Diplomata formado na primeira turma do Instituto Rio Branco, Gilberto serviu em Paris nos anos 1950, quando comprou obras de artistas europeus — mas não ficou satisfeito com as aquisições. Na Europa, “era impossível fazer uma coleção com fio condutor”, ele disse numa entrevista de 2012. De volta ao Brasil, em 1962, desfez-se do que havia comprado na Europa e passou a se dedicar à arte moderna brasileira.
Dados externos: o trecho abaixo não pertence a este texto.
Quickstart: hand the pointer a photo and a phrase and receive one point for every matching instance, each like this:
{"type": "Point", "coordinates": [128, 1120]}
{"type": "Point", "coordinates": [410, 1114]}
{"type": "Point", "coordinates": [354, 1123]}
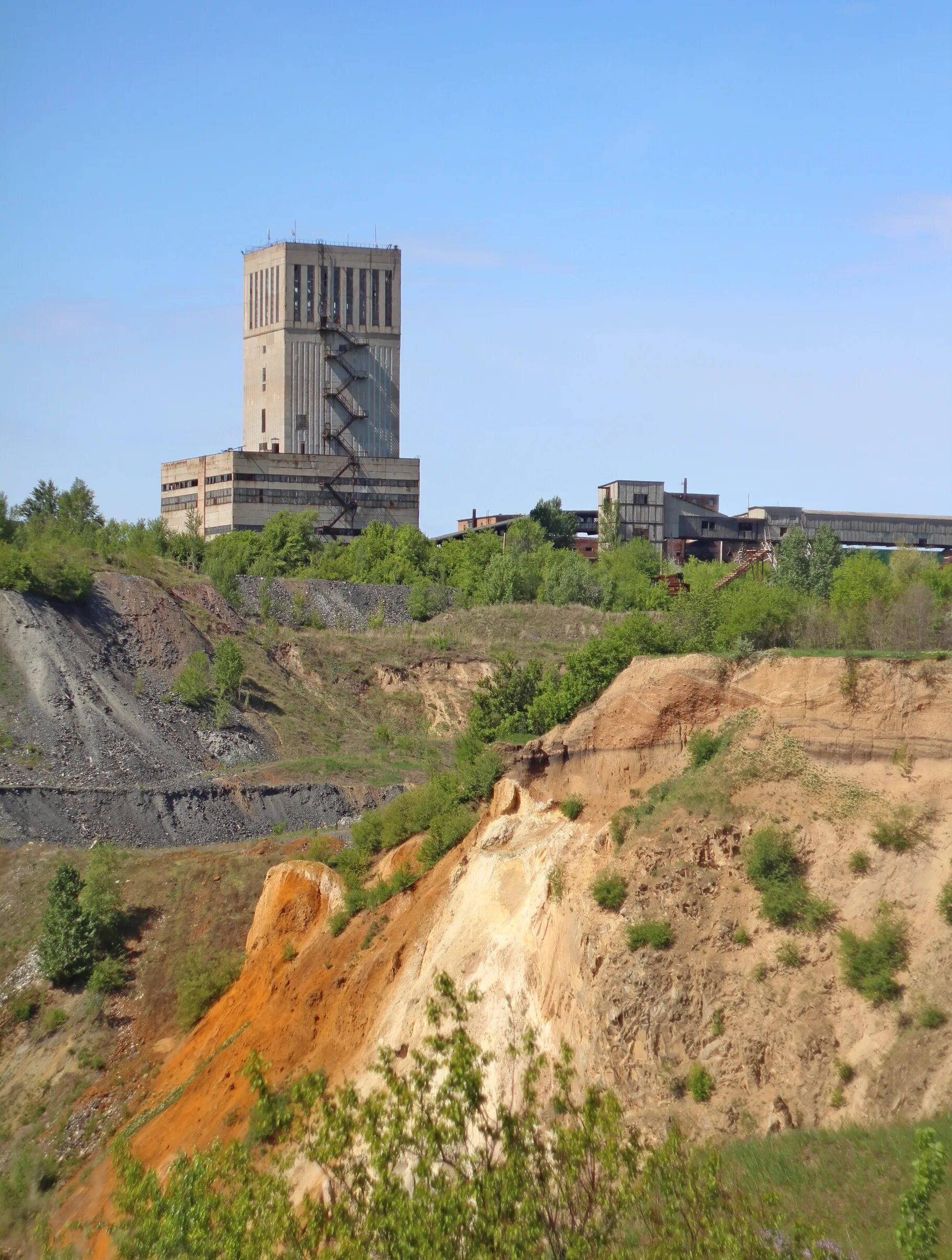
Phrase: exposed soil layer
{"type": "Point", "coordinates": [205, 813]}
{"type": "Point", "coordinates": [810, 757]}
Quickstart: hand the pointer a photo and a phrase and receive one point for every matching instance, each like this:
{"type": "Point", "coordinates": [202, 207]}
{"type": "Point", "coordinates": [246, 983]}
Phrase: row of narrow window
{"type": "Point", "coordinates": [265, 298]}
{"type": "Point", "coordinates": [336, 295]}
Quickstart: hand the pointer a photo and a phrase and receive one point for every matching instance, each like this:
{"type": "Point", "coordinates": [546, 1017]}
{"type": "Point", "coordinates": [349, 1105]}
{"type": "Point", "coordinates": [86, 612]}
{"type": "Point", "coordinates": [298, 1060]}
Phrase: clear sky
{"type": "Point", "coordinates": [640, 240]}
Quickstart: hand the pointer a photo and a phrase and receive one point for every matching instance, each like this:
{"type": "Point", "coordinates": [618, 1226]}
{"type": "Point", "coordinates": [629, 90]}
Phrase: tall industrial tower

Gilberto Chateaubriand foi membro do Museu de Arte Moderna de Nova York (MoMA), da Fundação Cartier para Arte Contemporânea (França), da comissão administrativa da Fundação Bienal de São Paulo, do Museu de Arte Contemporânea da Universidade de São Paulo (MAC/USP), do conselho do Paço Imperial, do MAM-RJ e do Museu de Arte Moderna de São Paulo (MAM-SP).
Gilberto Chateaubriand faleceu em julho de 2022 em sua fazenda em Porto Ferreira, no interior de São Paulo, onde passava a maior parte do tempo. Também mantinha um apartamento no bairro carioca do Leblon. Seu corpo foi seputado no Cemitério São João Baptista, no Rio.
Seu filho, Carlos Alberto Golvêa Chateaubriand está finalizando o Instituto Cultural que leva o nome do pai e será instalado na fazendo em Porto Ferreira.